Cal and USC Football Rivalry at Los Angeles Memorial Coliseum
Ninety-nine years ago this month, the Cal and USC football teams squared off at the Los Angeles Memorial Coliseum for the first time.
On Saturday night, in front of an ESPN audience, the Bears (3-5, 1-4 Pac-12) and No. 9 Trojans (7-1, 5-1) collide again at the historic stadium.
Will it be the last time?
With USC and UCLA planning to exit the Pac-12 Conference for the Big Ten after the 2023-24 academic year, Saturday’s game is the last on the calendar pitting the two old rivals at a facility that opened just a month before their first matchup at the site.
Cal coach Justin Wilcox played at the L.A. Coliseum as a defensive back for Oregon, spent two seasons on the Trojans staff as defensive coordinator and in 2018 led the Bears to a 15-14 victory in the facility.
But his attention is on trying to halt a four-game losing streak, not whether there will be more to come for the Bears at the venue. “To be honest, I haven’t thought about it at all,” he said.
Asked about the potential for Cal and USC to schedule non-conference games down the road, Wilcox suggested that would be a decision made higher on the food chain. “I’d be all for it,” he added.
“It’s a place with a ton of history — there’s a lot that’s happened there.”
The Coliseum has hosted two Summer Olympics, the 1959 World Series and the first Super Bowl. The Rolling Stones, Bruce Springsteen and U2 played there. Three U.S. presidents, including John F. Kennedy, spoke at the stadium, and Pope John Paul II celebrated Mass there in 1987.
It’s been the Trojans’ home for virtually a century, dating back to their 23-7 win over Pomona College on Oct. 6, 1923.
Barely a month later, Cal beat USC 13-7 in their first meeting at the Coliseum. But visiting the facility hasn’t always gone well for the Bears. Cal was winless at the stadium in the 1960s and the 1980s. USC won 60-7 in 1980 and 61-0 in ’94.
The Bears lost 14 straight to USC — home and away — through 2017 before that 2018 win under Wilcox. This will be the first meeting between the two at the Coliseum since then after the 2020 game was canceled due to the pandemic.
This one might be a challenge for Cal, which is a 21.5-point underdog and has lost 22 of its past 23 games against AP top-10 opponents.
New USC coach Lincoln Riley arrived from Oklahoma last offseason and mined the transfer portal for elite skill-position talent. Former Sooners quarterback Caleb Williams has 24 touchdown passes and just one interception. The Trojans average 40 points a game and lead the nation with a plus-16 turnover margin.
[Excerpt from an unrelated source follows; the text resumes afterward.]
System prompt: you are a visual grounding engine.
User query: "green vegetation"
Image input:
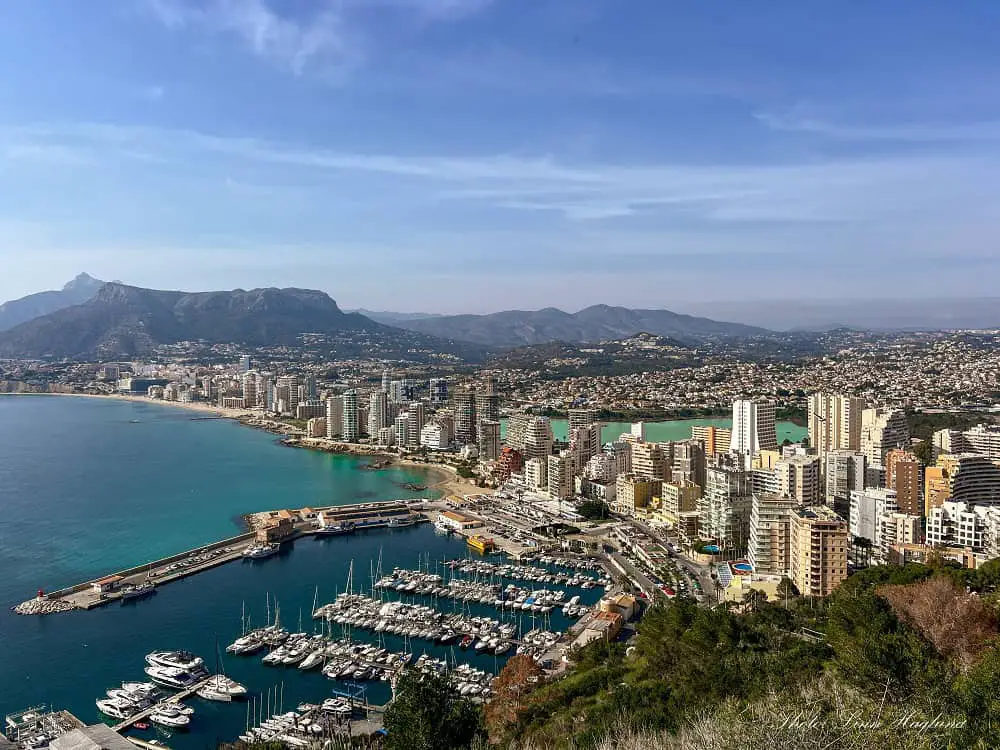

“It’s a great opportunity for our players,” Wilcox said. “We know it’ll take a good football game because they’re very talented but our guys are excited to play.”
Cal defensive coordinator Peter Sirmon’s experience also includes competing at the stadium as an opposing player, a USC assistant and a visiting coach.
He isn’t convinced this will be the Bears’ final chance to play there, hinting that the days of Cal and USC as conference rivals may still have a future.
“I think there’s a lot more movement ahead of us than behind us,” he said. “A lot of these transitions you see in different entities, in corporations, early it hurts, it’s a little uncharted.
“But I think there’s great minds in the college football game and I think ultimately the sport will wind up exactly where it needs to be.”